小田急電鉄を中心とする小田急グループは、多様な業種業態で構成されている。企業規模もさまざまだ。同グループで「シェアード会計システム」を実現するため選定されたのは、統合基幹業務システム(ERP)パッケージ「Oracle E-Business Suite」(Oracle EBS)だった。先頃開催された「Oracle OpenWorld Tokyo」の講演から、導入とグループ会社への展開の経緯を見てみよう。
月次決算を5営業日で
小田急グループは3つの事業ドメインを持つ。1つは小田急電鉄を中心に箱根登山鉄道や江ノ島電鉄などを含めた「ドアツードア」事業。いわゆる運輸業である。神奈川中央交通や小田急バス、小田急交通などのタクシー会社を連携して顧客の移動を支援している。
2つめは「ライフスタイル」、つまり流通業だ。小田急百貨店やホテル小田急、小田急トラベルなどのグループ会社で顧客の生活の利便性を追求している。3つめが「リビングスペース」、不動産業である。小田急不動産や小田急ハウジングなどの住宅供給を通じて沿線エリアの街づくりを進めている。この小田急グループを構成する企業は約100社に上り、社員は約2万5000人に及ぶ。

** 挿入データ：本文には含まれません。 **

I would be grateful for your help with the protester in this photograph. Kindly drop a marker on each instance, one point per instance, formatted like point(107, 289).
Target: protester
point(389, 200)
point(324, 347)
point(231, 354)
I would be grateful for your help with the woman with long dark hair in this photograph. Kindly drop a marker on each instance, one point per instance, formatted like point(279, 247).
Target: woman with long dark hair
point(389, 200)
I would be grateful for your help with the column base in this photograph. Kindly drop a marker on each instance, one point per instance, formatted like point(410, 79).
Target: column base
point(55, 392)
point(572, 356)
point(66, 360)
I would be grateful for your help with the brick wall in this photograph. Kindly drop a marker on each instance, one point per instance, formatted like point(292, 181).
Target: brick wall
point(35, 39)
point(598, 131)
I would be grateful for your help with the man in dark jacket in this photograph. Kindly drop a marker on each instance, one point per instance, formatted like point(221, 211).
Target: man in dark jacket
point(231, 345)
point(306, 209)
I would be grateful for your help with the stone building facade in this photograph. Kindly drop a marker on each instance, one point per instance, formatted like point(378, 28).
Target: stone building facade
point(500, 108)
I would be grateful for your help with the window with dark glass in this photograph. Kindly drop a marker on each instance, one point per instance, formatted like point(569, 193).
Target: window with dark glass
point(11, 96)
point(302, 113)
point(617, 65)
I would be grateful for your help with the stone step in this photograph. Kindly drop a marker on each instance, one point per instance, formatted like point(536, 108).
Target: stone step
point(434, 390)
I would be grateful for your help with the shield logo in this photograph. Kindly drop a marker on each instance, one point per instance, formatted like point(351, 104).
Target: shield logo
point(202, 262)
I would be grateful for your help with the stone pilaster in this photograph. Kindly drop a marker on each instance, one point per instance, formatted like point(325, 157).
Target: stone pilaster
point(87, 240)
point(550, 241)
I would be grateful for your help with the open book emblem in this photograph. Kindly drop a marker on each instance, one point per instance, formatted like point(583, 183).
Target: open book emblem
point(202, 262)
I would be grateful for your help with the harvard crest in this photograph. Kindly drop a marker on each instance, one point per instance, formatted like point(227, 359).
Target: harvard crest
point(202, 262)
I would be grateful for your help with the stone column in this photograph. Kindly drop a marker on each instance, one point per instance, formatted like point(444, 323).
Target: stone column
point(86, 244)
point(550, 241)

この小田急グループがシェアード会計システムを実現するため、Oracle EBSを導入したのは2002年。当時のグループを取り巻く環境を、小田急電鉄の経営政策本部IT推進部長である工藤純也氏が次のように捉えている。
「企業間競争が激化するとともに株主重視、情報開示の迅速化、IR活動の充実、国際会計基準の準拠、グローバル化、連結決算重視、顧客重視など、当時は次々と新たな課題が浮上していました。それに伴い、財務諸表作成を目的とした従来のような決算中心のシステムから、実際の経営に役立つ情報活用システムが求められるようになってきたのです」
しかし、当時のシステムには数々の問題点があった。再入力や重複などムダが多く、決算確定に15営業日を要していた。さらに、財務会計と管理会計の連携が悪い、経営情報の開示スピードが遅い、予算と実績の対比が困難という問題もあった。
システム面でも、それまでのシステムは昭和40年代からのいわゆる“継ぎはぎシステム”であり、ドキュメントが不備でシステムの全容が把握できない、システムがブラックボックス化しているという問題があった。情報系ネットワークとの連携もなく、オープン系システムと比べると保守費用が高かった。

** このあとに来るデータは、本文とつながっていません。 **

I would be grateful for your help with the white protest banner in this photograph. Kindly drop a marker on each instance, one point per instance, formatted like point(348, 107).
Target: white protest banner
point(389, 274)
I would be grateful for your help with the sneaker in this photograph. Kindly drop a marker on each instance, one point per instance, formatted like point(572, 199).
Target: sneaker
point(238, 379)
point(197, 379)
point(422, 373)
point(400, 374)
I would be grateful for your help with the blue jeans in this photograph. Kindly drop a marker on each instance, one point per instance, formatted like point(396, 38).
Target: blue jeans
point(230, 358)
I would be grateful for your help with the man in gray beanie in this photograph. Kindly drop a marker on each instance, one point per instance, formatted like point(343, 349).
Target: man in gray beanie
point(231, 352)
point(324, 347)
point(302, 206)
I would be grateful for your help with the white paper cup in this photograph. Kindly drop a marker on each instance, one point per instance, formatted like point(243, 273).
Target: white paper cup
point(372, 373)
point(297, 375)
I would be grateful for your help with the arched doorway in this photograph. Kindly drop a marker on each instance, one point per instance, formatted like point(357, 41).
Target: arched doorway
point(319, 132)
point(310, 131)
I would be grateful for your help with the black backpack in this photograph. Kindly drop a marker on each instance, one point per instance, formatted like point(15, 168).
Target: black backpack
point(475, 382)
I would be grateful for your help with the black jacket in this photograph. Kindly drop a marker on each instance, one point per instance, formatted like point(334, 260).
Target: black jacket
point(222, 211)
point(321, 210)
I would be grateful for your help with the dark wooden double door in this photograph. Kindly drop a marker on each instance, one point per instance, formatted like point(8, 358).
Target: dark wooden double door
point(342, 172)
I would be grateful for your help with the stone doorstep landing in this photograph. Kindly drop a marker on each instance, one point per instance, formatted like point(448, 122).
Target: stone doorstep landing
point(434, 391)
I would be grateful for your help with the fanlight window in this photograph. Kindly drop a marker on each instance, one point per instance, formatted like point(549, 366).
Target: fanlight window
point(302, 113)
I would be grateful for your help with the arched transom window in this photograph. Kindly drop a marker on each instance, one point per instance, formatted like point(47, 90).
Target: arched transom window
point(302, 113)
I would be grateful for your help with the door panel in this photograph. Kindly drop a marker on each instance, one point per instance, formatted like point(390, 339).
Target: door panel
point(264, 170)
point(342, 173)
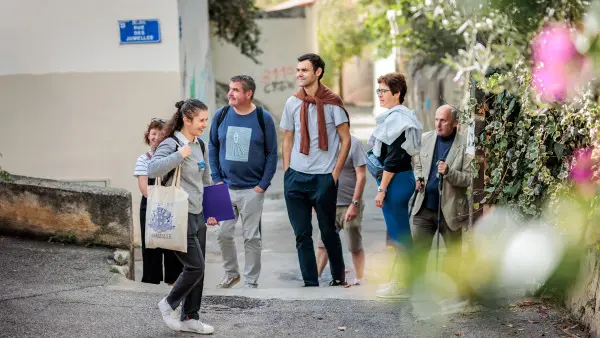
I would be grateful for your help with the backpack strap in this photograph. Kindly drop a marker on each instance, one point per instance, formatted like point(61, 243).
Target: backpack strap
point(222, 115)
point(202, 146)
point(170, 174)
point(260, 115)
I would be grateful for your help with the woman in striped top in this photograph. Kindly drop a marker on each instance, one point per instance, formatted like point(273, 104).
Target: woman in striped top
point(153, 258)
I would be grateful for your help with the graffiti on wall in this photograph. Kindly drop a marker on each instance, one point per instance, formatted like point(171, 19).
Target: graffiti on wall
point(278, 79)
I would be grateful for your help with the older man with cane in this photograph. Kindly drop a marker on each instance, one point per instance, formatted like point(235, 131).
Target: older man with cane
point(443, 172)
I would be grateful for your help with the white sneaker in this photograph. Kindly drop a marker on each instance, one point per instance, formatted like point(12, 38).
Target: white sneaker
point(169, 315)
point(394, 291)
point(196, 326)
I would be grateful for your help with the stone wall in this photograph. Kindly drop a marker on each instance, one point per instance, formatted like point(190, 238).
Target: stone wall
point(75, 213)
point(582, 299)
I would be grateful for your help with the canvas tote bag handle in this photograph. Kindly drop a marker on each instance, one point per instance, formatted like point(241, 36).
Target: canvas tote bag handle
point(177, 179)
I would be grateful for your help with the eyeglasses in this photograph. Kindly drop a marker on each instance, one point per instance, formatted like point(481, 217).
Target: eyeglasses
point(382, 91)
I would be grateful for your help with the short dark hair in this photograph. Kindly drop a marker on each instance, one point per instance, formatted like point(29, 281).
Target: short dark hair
point(316, 61)
point(154, 124)
point(396, 82)
point(188, 108)
point(247, 82)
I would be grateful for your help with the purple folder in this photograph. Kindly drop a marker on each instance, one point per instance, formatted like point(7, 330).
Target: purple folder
point(217, 203)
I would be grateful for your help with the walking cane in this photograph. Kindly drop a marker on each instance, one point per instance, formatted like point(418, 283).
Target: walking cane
point(437, 252)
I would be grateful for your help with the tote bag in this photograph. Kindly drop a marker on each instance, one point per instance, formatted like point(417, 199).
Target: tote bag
point(167, 215)
point(374, 166)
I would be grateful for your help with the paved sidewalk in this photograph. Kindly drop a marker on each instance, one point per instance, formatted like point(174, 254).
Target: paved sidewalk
point(55, 290)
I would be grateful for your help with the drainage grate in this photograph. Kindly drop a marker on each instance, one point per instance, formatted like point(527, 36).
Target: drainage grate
point(224, 303)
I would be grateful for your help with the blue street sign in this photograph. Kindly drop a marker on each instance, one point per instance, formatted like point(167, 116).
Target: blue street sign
point(139, 31)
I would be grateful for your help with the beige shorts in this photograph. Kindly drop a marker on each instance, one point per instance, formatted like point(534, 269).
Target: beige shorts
point(353, 228)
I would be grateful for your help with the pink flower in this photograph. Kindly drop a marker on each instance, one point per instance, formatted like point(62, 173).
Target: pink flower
point(582, 169)
point(557, 64)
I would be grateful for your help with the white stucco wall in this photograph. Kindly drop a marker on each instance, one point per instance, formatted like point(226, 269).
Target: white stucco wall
point(74, 103)
point(282, 41)
point(41, 36)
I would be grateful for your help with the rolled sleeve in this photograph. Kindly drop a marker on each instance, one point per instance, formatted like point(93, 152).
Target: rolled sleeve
point(339, 115)
point(287, 117)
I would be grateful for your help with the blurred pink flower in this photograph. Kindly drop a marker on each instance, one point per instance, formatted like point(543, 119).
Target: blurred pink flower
point(557, 64)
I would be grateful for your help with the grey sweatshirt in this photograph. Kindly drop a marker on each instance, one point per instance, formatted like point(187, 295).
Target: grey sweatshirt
point(193, 178)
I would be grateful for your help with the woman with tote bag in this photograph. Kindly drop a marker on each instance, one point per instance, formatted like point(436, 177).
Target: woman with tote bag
point(153, 258)
point(182, 152)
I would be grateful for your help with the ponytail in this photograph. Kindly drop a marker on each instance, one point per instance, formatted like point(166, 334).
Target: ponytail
point(187, 108)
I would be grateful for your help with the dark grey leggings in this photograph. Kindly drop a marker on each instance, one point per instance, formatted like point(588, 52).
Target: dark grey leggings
point(190, 283)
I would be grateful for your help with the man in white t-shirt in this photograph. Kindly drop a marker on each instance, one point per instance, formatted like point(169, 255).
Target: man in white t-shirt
point(315, 146)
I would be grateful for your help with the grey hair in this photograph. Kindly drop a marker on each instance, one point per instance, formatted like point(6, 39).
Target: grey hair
point(454, 112)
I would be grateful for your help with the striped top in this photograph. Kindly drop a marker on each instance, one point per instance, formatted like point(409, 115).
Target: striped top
point(141, 165)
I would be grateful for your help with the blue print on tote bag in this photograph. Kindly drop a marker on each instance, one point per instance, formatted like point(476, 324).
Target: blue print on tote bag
point(162, 220)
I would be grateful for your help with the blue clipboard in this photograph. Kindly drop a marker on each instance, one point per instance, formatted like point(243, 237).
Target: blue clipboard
point(216, 203)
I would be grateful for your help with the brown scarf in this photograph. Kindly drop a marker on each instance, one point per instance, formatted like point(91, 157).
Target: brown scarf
point(323, 96)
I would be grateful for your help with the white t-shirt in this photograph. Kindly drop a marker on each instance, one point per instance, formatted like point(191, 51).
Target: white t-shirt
point(317, 161)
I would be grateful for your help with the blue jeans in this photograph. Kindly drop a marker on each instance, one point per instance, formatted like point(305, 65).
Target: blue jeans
point(395, 208)
point(302, 193)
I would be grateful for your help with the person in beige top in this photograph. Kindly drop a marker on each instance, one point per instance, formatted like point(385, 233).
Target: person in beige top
point(442, 156)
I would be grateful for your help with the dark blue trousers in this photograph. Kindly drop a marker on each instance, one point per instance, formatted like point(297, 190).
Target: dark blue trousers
point(302, 193)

そこでERPパッケージによる新システムにリプレースというプロジェクトが立ち上がる。同社はそのプロジェクトゴールを「従来15営業日を要していた月次決算を5営業日に確定する」と定めた。
「このプロジェクトゴールの元、プロジェクトの目的として“業務のスリム化”と“有益な経営情報の提供”という2つの目的を掲げました。さらにそれぞれの目的の元で具体的な課題を明らかにし、それによる新システムへの期待効果も明確にしました」(工藤氏)

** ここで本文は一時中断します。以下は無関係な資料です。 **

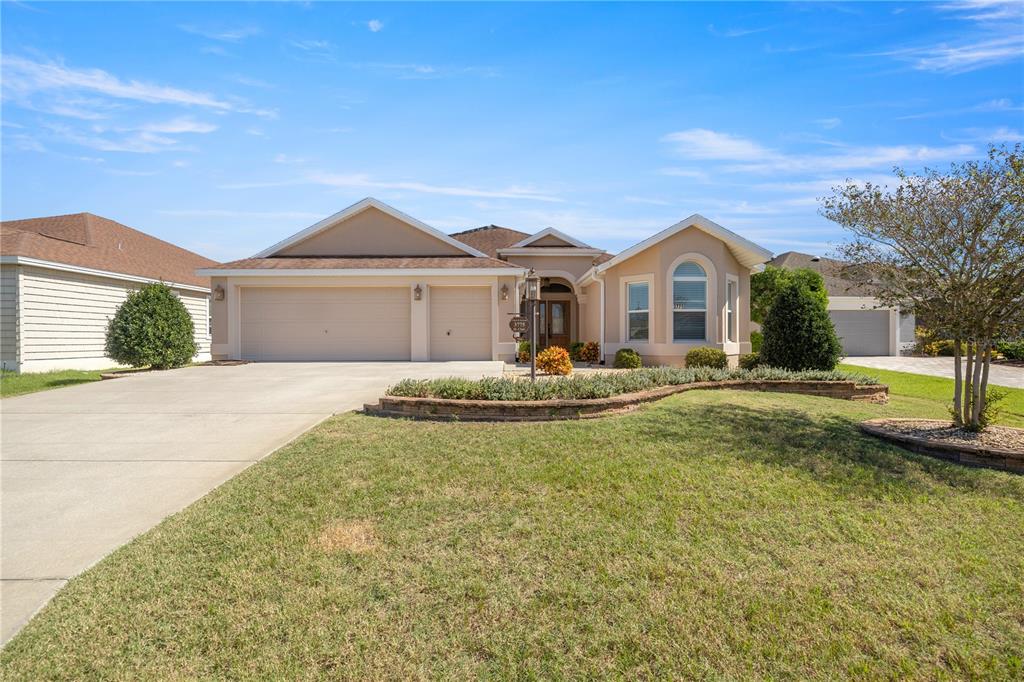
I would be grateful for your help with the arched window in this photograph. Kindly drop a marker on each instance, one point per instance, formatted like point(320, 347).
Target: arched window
point(689, 302)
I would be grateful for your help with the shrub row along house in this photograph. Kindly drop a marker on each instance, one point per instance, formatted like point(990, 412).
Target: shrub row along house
point(61, 279)
point(371, 283)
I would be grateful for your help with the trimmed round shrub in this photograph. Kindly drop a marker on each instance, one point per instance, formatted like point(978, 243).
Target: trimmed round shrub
point(757, 338)
point(152, 328)
point(554, 359)
point(627, 358)
point(799, 333)
point(706, 356)
point(591, 352)
point(750, 360)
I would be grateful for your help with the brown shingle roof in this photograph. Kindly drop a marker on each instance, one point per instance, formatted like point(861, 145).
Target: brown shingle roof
point(361, 262)
point(89, 241)
point(832, 272)
point(489, 239)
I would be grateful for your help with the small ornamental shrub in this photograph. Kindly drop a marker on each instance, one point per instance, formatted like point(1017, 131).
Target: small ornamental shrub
point(705, 356)
point(799, 333)
point(522, 352)
point(152, 328)
point(554, 359)
point(627, 358)
point(591, 352)
point(1011, 349)
point(757, 338)
point(750, 360)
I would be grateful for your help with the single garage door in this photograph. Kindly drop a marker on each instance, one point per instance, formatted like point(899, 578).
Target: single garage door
point(460, 323)
point(299, 324)
point(862, 332)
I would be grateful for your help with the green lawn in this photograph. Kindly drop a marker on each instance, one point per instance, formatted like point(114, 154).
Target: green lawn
point(722, 534)
point(932, 392)
point(17, 384)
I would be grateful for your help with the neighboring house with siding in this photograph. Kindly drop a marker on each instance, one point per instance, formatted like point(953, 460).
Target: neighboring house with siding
point(61, 279)
point(863, 326)
point(372, 283)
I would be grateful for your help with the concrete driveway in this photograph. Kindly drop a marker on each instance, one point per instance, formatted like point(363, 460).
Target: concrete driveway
point(87, 468)
point(999, 375)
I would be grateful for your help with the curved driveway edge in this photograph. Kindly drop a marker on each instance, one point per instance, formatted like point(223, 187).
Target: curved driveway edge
point(87, 468)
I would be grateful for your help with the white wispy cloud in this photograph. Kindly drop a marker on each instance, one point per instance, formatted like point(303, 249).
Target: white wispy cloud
point(224, 34)
point(742, 155)
point(364, 181)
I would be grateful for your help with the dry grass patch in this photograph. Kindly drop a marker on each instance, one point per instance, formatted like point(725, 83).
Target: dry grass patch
point(354, 537)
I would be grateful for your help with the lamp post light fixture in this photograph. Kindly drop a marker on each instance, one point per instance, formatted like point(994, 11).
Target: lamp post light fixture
point(532, 298)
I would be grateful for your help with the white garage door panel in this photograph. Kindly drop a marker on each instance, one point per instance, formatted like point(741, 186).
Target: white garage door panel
point(460, 323)
point(326, 324)
point(862, 332)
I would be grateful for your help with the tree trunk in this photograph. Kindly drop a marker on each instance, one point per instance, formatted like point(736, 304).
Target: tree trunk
point(957, 385)
point(979, 352)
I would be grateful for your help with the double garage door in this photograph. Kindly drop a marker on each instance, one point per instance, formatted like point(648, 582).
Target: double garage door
point(862, 332)
point(361, 324)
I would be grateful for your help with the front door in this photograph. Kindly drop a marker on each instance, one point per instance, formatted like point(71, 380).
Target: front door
point(556, 324)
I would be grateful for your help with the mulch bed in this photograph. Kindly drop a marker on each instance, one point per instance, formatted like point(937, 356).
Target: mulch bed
point(996, 446)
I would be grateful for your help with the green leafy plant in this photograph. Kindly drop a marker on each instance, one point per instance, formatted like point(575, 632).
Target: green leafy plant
point(628, 358)
point(750, 360)
point(799, 333)
point(606, 384)
point(591, 352)
point(706, 356)
point(554, 359)
point(152, 328)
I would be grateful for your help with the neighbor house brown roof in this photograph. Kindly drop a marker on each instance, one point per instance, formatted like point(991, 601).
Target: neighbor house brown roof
point(89, 241)
point(491, 238)
point(832, 272)
point(361, 262)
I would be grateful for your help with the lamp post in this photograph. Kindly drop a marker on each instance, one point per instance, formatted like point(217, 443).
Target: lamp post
point(532, 297)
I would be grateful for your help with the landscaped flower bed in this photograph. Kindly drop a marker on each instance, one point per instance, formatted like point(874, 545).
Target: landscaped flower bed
point(604, 384)
point(598, 394)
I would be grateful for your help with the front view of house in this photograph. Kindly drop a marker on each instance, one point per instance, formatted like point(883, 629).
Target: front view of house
point(371, 283)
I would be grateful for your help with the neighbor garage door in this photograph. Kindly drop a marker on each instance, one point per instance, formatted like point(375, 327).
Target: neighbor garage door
point(460, 323)
point(862, 332)
point(326, 324)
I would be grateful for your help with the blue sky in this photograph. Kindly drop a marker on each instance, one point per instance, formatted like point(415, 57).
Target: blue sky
point(224, 127)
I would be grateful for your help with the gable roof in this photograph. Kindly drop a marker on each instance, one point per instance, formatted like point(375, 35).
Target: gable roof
point(830, 270)
point(88, 241)
point(748, 253)
point(551, 231)
point(489, 238)
point(359, 207)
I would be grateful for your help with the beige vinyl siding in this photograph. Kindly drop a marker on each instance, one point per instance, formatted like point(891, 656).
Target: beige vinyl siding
point(8, 316)
point(65, 314)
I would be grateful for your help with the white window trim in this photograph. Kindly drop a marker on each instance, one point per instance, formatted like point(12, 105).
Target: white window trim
point(711, 314)
point(647, 279)
point(734, 281)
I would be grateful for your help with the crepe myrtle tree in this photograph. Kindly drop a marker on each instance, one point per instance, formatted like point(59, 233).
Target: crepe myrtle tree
point(949, 247)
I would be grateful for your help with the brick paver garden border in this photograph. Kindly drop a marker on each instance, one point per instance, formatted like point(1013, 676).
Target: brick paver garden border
point(520, 411)
point(975, 456)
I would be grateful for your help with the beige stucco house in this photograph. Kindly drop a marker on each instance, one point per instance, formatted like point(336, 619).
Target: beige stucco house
point(371, 283)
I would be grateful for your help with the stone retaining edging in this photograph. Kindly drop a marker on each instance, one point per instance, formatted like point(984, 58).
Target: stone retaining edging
point(513, 411)
point(975, 456)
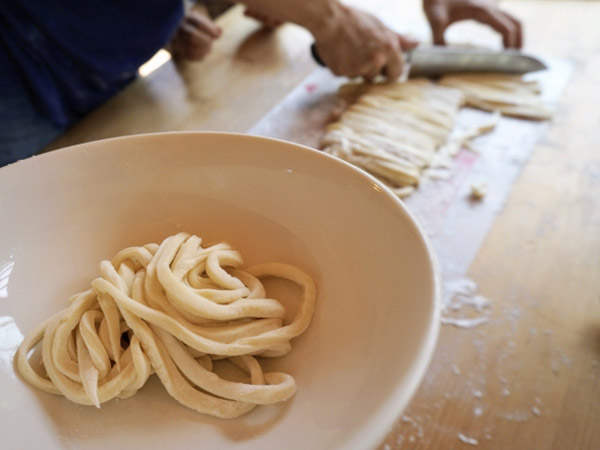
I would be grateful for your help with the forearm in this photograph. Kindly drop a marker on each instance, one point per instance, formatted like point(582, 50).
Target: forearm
point(314, 15)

たとえば、業務のスリム化という項目では経理業務の効率化とスピードアップ、高付加価値業務へのシフトという目的を掲げ、それぞれの目的の中でいくつかの期待効果を具体的に明示した。このあたりは、極めて緻密にプロジェクトゴールに向けた作業手順を定めている。
業務改革を伴ったERP導入
こうしたプロジェクトの目的に基づき、同社はシステムの選定に入る。1次評価では6社を2社に絞り込んだ。ここで評価したのは、ERPパッケージ市場における売り上げや導入社数などの実績、サポート体制だった。ここで残ったのはOracleとSAPだった。
この2社をさらに2次評価で絞り込んでいったが、そこでは(1)業務要件適合性、(2)技術要件適合性、(3)導入実績――という3つを軸に、最終的にOracle EBSの導入が決まった。